Tahniah: Menghayubagyo Anies-Sandi

01 November 01:22 | Dilihat : 1013
Tahniah: Menghayubagyo Anies-Sandi Pemred Tabloid Suara Islam HM Aru Syeiff Assadullah bersama kakek Gubernur DKI Jakarta, almarhum AR Baswedan . [Foto: Dok. Pribadi/Istimewa]

HM Aru Syeiff Assadullah
Pemred Tabloid Suara Islam

Hari yang ditunggu-tunggu masyarakat Jakarta, khususnya umat Islam sejak tiga tahun sebelumnya, akhirnya tiba. Inilah hari pelantikan gubernur Muslim Daerah Khusus Ibukota (DKI) Jakarta yang berhasil mengalahkan gubernur petahana non-Muslim Basuki Tjahaja Purnama (Ahok) bersama wakilnya Djarot Saiful Hidayat. 

Senin 16 Oktober 2017/26 Muharam 1430 H, Gubernur terpilih Anies Rasyid Baswedan dan wakilnya Sandiaga Salahuddin Uno akan dilantik sebagai gubernur DKI Jakarta periode 2017-1022 oleh Presiden Joko Widodo di Istana Negara.

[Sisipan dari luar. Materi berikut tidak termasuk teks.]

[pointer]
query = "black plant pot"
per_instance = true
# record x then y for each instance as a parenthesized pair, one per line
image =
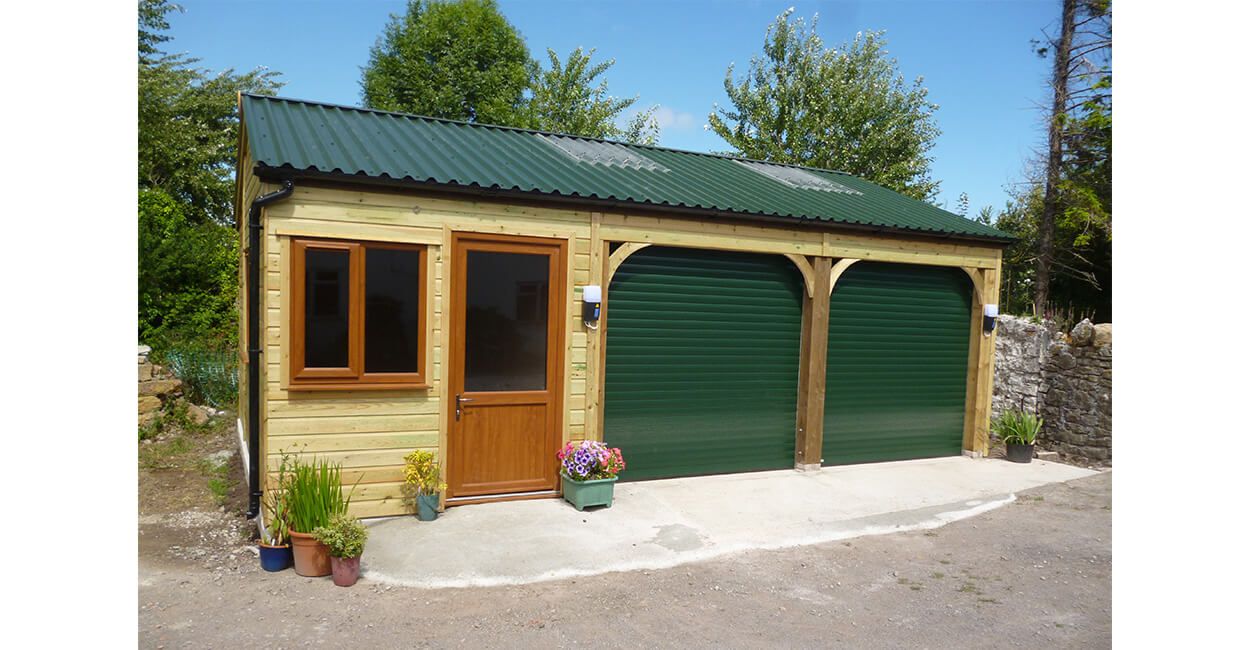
(1019, 453)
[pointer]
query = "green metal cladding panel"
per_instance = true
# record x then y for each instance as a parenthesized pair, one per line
(703, 363)
(898, 363)
(356, 144)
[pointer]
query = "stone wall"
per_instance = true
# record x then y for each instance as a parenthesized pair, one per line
(159, 390)
(1065, 378)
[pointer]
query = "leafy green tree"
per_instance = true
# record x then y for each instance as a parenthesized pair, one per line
(846, 108)
(188, 128)
(188, 146)
(566, 99)
(1078, 170)
(188, 274)
(460, 60)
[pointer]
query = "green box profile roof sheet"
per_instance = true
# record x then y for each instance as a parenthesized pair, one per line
(294, 135)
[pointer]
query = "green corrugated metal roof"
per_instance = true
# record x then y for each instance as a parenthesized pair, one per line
(310, 136)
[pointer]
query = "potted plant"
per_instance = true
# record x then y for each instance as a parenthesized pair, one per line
(275, 541)
(345, 539)
(423, 479)
(314, 498)
(1019, 433)
(588, 473)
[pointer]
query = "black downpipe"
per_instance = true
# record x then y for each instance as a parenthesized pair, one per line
(254, 230)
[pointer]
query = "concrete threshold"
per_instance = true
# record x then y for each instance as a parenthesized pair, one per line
(668, 523)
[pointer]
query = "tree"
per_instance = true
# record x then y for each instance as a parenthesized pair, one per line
(1078, 173)
(458, 60)
(846, 109)
(188, 146)
(565, 99)
(188, 128)
(188, 274)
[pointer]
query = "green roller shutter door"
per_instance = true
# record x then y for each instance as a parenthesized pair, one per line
(703, 361)
(898, 363)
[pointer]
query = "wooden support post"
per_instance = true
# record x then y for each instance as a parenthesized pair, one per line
(595, 338)
(813, 350)
(980, 364)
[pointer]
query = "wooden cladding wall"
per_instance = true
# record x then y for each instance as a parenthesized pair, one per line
(370, 431)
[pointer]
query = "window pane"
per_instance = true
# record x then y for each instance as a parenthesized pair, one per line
(325, 319)
(391, 320)
(505, 321)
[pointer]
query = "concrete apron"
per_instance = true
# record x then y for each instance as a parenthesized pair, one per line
(666, 523)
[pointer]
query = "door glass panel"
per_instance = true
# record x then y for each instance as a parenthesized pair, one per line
(391, 291)
(325, 319)
(505, 321)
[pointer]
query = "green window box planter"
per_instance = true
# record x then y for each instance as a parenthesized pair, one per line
(583, 494)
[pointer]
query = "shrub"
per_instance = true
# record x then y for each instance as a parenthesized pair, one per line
(421, 473)
(278, 506)
(345, 536)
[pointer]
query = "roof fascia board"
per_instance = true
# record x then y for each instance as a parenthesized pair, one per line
(331, 179)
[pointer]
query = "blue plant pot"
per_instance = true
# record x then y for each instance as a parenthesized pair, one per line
(426, 506)
(275, 558)
(584, 494)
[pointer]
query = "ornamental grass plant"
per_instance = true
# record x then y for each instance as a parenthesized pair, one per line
(315, 495)
(1016, 426)
(590, 460)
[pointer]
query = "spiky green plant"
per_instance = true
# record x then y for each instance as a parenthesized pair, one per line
(315, 494)
(1016, 426)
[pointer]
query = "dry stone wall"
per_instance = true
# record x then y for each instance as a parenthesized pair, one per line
(1064, 378)
(159, 389)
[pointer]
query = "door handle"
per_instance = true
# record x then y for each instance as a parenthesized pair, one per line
(459, 401)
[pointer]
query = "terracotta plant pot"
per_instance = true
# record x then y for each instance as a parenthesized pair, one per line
(346, 570)
(311, 556)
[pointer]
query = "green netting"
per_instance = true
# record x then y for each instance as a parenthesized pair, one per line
(209, 376)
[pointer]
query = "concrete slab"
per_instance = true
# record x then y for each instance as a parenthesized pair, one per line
(661, 524)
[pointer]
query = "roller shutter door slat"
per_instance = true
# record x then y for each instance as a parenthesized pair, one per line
(703, 361)
(898, 361)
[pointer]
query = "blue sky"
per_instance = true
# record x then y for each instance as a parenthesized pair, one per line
(974, 56)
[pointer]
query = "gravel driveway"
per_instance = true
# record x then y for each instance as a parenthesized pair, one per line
(1033, 574)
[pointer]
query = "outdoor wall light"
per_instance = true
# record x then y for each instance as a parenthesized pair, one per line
(591, 295)
(991, 315)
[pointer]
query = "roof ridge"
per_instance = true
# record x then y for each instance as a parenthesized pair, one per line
(536, 131)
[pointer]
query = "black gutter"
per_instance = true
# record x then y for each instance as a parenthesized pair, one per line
(254, 344)
(590, 203)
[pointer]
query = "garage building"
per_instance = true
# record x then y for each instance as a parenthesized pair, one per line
(418, 283)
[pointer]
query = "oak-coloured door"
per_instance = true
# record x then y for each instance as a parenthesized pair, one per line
(506, 364)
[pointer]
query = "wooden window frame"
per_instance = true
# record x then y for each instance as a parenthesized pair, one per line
(354, 375)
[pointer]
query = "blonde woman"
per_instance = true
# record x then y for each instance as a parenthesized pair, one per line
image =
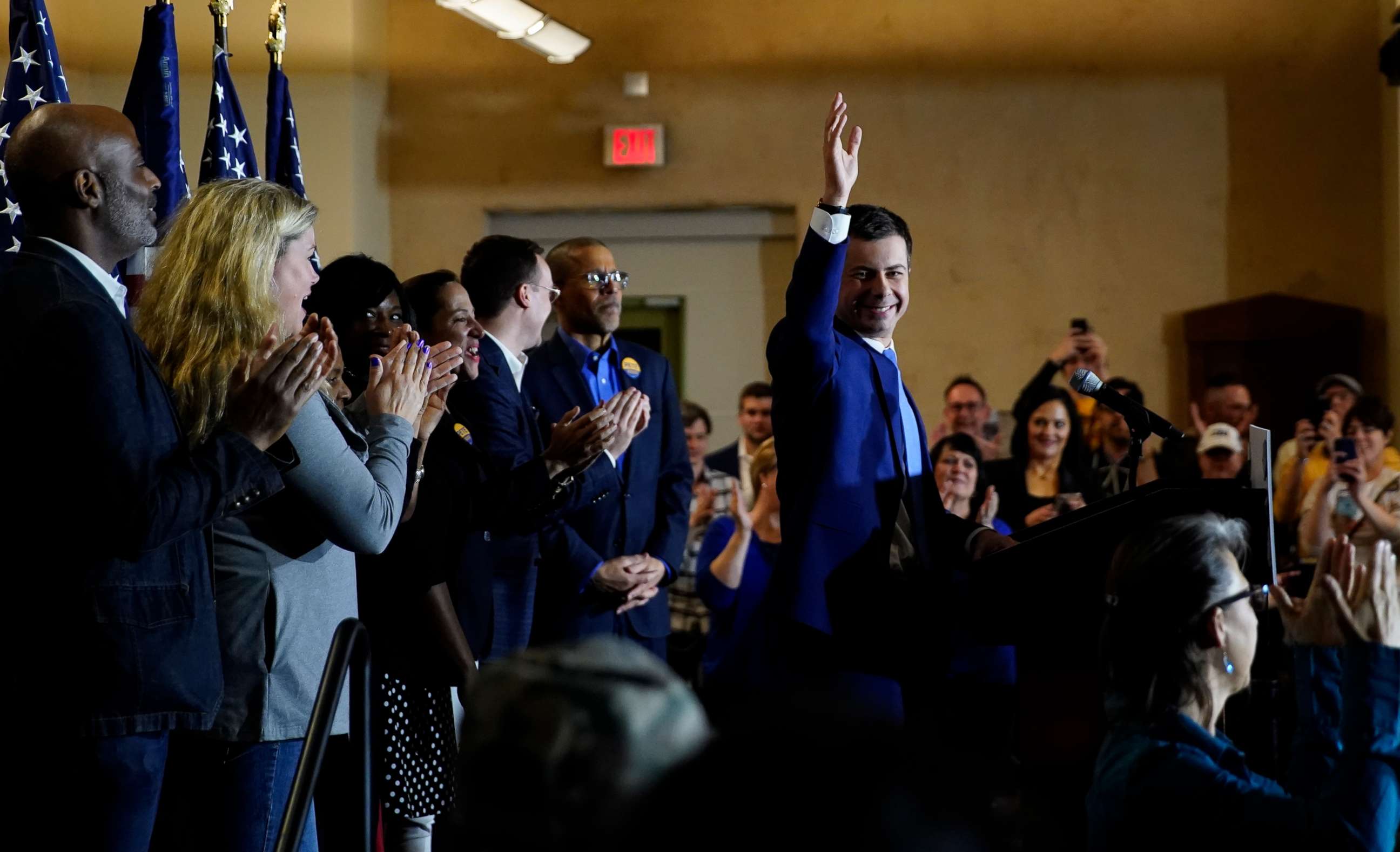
(237, 262)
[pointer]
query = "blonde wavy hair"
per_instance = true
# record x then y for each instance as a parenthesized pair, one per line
(211, 299)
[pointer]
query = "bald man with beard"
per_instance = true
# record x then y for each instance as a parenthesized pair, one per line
(107, 546)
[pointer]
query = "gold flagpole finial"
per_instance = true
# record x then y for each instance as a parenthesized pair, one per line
(278, 31)
(220, 10)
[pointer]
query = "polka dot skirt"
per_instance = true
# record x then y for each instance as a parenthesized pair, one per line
(415, 747)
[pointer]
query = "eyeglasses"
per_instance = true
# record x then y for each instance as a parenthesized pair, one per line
(1257, 598)
(554, 292)
(595, 280)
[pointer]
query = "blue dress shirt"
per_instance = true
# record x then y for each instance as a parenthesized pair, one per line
(913, 461)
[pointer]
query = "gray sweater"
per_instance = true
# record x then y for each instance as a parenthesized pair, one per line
(285, 570)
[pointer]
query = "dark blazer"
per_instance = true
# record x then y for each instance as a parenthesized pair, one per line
(122, 578)
(504, 426)
(835, 419)
(649, 514)
(724, 461)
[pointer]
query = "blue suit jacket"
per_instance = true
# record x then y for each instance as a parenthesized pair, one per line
(114, 508)
(503, 423)
(835, 420)
(650, 512)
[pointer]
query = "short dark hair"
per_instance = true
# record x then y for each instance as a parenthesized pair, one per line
(1073, 462)
(971, 382)
(561, 258)
(874, 223)
(422, 294)
(691, 413)
(1161, 583)
(1127, 388)
(1224, 380)
(755, 391)
(964, 444)
(495, 268)
(352, 283)
(1371, 412)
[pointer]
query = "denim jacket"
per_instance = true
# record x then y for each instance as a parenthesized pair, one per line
(1175, 787)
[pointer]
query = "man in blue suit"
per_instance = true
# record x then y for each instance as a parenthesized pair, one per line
(511, 290)
(115, 630)
(647, 518)
(863, 524)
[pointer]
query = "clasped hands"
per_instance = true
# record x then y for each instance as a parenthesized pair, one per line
(636, 578)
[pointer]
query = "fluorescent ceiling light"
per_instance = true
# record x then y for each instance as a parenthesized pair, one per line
(556, 43)
(520, 22)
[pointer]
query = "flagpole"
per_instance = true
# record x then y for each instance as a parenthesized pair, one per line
(276, 32)
(220, 10)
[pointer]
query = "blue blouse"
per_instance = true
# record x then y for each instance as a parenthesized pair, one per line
(734, 651)
(1175, 787)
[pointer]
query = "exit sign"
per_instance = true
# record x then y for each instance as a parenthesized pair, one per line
(635, 145)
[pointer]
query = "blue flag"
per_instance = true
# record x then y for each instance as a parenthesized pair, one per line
(227, 148)
(34, 77)
(153, 105)
(283, 150)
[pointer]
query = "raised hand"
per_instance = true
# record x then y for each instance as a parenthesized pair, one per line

Pelantikan ini mendebarkan banyak orang.

Rencana pelantikan oleh Presiden di Istana Negara jam 16.00 WIB, tapi beberapa jam sebelumnya sebuah stasion televisi swasta sudah menyiarkan (langsung) kegiatan Anies-Sandi menjelang pelantikan itu dari rumah Anies di Lebak Bulus, Jakarta Selatan dan rumah Sandi Kebayoran juga di Jakarta Selatan. 

Usai shalat Zuhur keduanya disiarkan secara langsung oleh TV menuju Masjid Sunda Kelapa, Menteng, Jakarta Pusat. Penulis menyertai KH. Abdul Rasyid Abdullah Syafi'i yang diminta H. Aksa Mahmud, Ketua Dewan Pengurus Masjid Agung Sunda Kelapa Menteng untuk memberikan doa, tahniah atas pelantikan Anies-Sandi sekaligus bersama para pendukung Anies-Sandi: Menghayubagyo pelantikan ini. 

Dengan tidak sabar pendukung Anies-Sandi mengikuti perjalanan Anies-Sandi yang disiarkan langsung tvOne dilengkapi wawancara di atas mobil. Rupanya sambutan bukan hanya pendukung Anies- Sandi di Jakarta tapi bahkan dari seluruh Indonesia karena Pilkada DKI Jakarta memang menjadi perhatian nasional. Sandi datang lebih dulu di Masjid Sunda Kelapa disusul Anies dan dielu-elukan bahkan dengan semangat pekikan takbir: Allahu Akbar. Pelukan selamat dan salam hampir sulit dibendung karena ratusan jamaah dan pendukung Anies-Sandi, sangat emosionil dan larut dalam kegembiraan bersama.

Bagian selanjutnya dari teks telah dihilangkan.